Il Fiore del Partigiano e le Donne della Resistenza
- Andreana Caruso
- 20 apr 2020
- Tempo di lettura: 4 min
Dopo 5 anni di guerra e 20 anni di occupazione, gli italiani riuscirono a liberarsi dalla frusta nazifascista. Il bisogno di celebrare in un solo giorno la Liberazione era un grido di umanità.
Il 25 Aprile 1945, i Partigiani entrarono nelle città di Milano e Torino proclamando la fine del ventennio Fascista e la condanna a morte di Benito Mussolini.
Il Comitato di Liberazione Nazionale Alta Italia, oggi 25 aprile, in nome del popolo e dei volontari della libertà e delegato del solo governo legale italiano, ha assunto i poteri di governo
La data è, in realtà, in parte simbolica. La Guerra continuò ancora per qualche giorno, fino al 1° Maggio, quando i Partigiani con l’aiuto degli alleati Americani riuscirono a liberare l’intero Settentrione. Fu nel 1949 che, su proposta del Presidente del Consiglio Alcide De Gasperi, il 25 aprile divenne un giorno festivo.
Il sentimento di emancipazione dalla Forza Tedesca aveva inondato lo Stivale già da molti anni. Le prime dighe della Resistenza si ruppero, infatti, a partire dal 1943: era la nota Rivolta Partenopea.

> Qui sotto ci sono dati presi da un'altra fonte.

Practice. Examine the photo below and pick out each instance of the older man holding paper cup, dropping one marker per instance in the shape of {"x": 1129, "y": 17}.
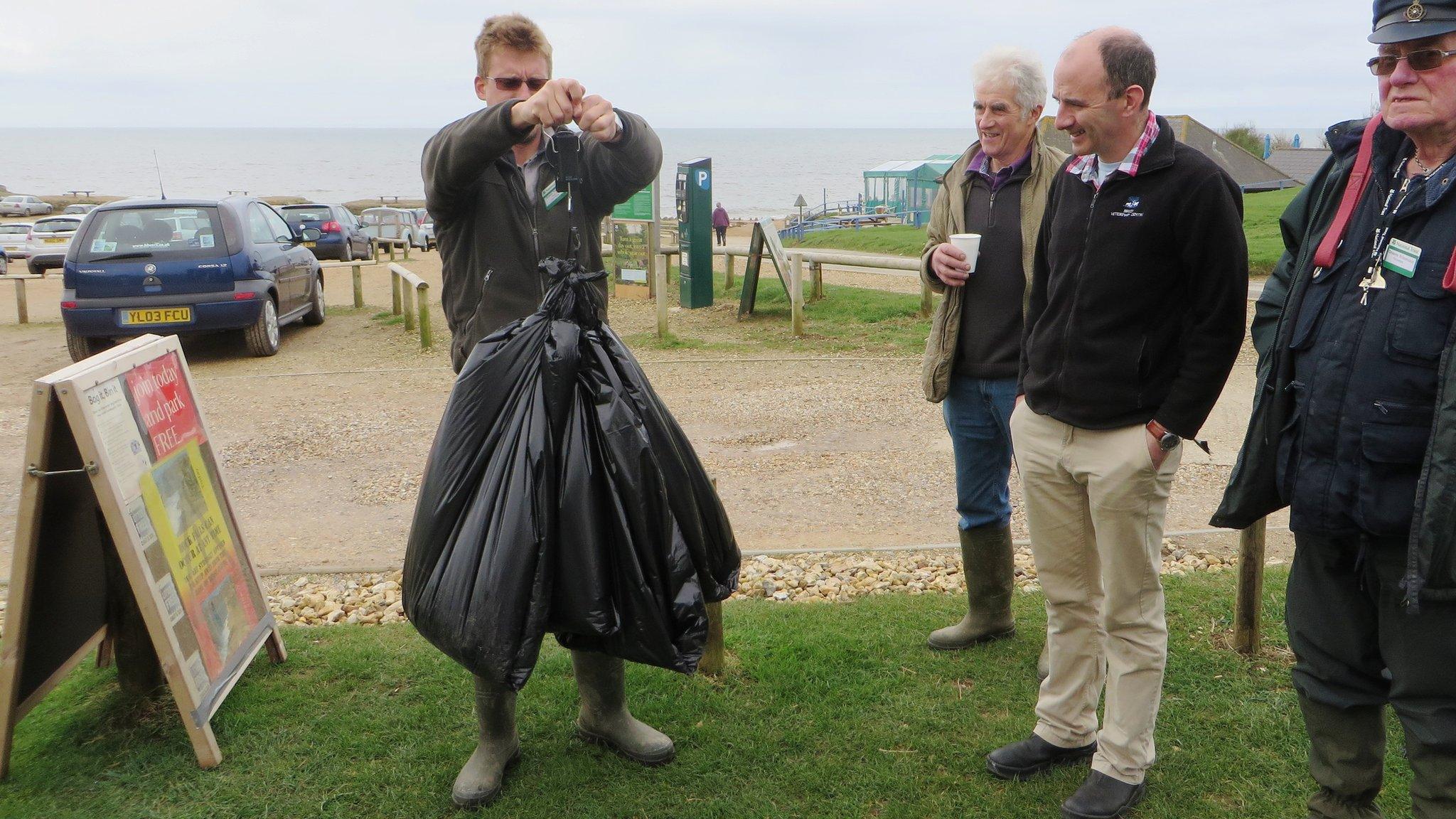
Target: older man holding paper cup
{"x": 979, "y": 251}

A guidare la piena del sud furono i Napoletani con le note “Quattro giornate”, che iniziarono il 27 settembre come reazione ai rastrellamenti operati dalle SS. Eppure, non furono i soli sotto la linea di Montecassino.
Nello stesso anno impugnarono le armi contro i tedeschi gli abitanti di Matera, il 21 settembre; di Nola, il 26-29 settembre; di Scafati, il 28 settembre; di Acerra, il 1° ottobre; di Santa Maria Capua Vetere, il 5-6 ottobre. A Maschito, un piccolo paese in provincia di Potenza, la popolazione si ribellò contro la guerra e la monarchia costituendo addirittura una "Repubblica".

Negli anni in cui gli Italiani erano stati privati della capacità di intendere e, soprattutto, di volere; negli anni in cui agli Italiani era stata tolta la possibilità di riunirsi e di incontrarsi davanti al Bar per uno scambio di idee, di cantare la propria canzone preferita, di indossare gli abiti che meglio potevano esprimere la loro personalità, anzi, di avere una personalità; in quegli stessi anni, essi desideravano la Libertà e la Democrazia.
Vero o meno che “il fine giustifica i mezzi”, la lotta Partigiana fu l’unico Mezzo possibile, ed è la Storia che ce lo insegna.
Uomini e Donne si armarono contro il nemico Fascista, lottando sui Monti della Penisola, abbandonando le proprie case e le proprie famiglie, in nome della Libertà.
Le pagine di storia non riferiscono molto spesso del sesso femminile che si unì alla battaglia. D'altronde nella storia romana avete mai letto delle Gladiatrici?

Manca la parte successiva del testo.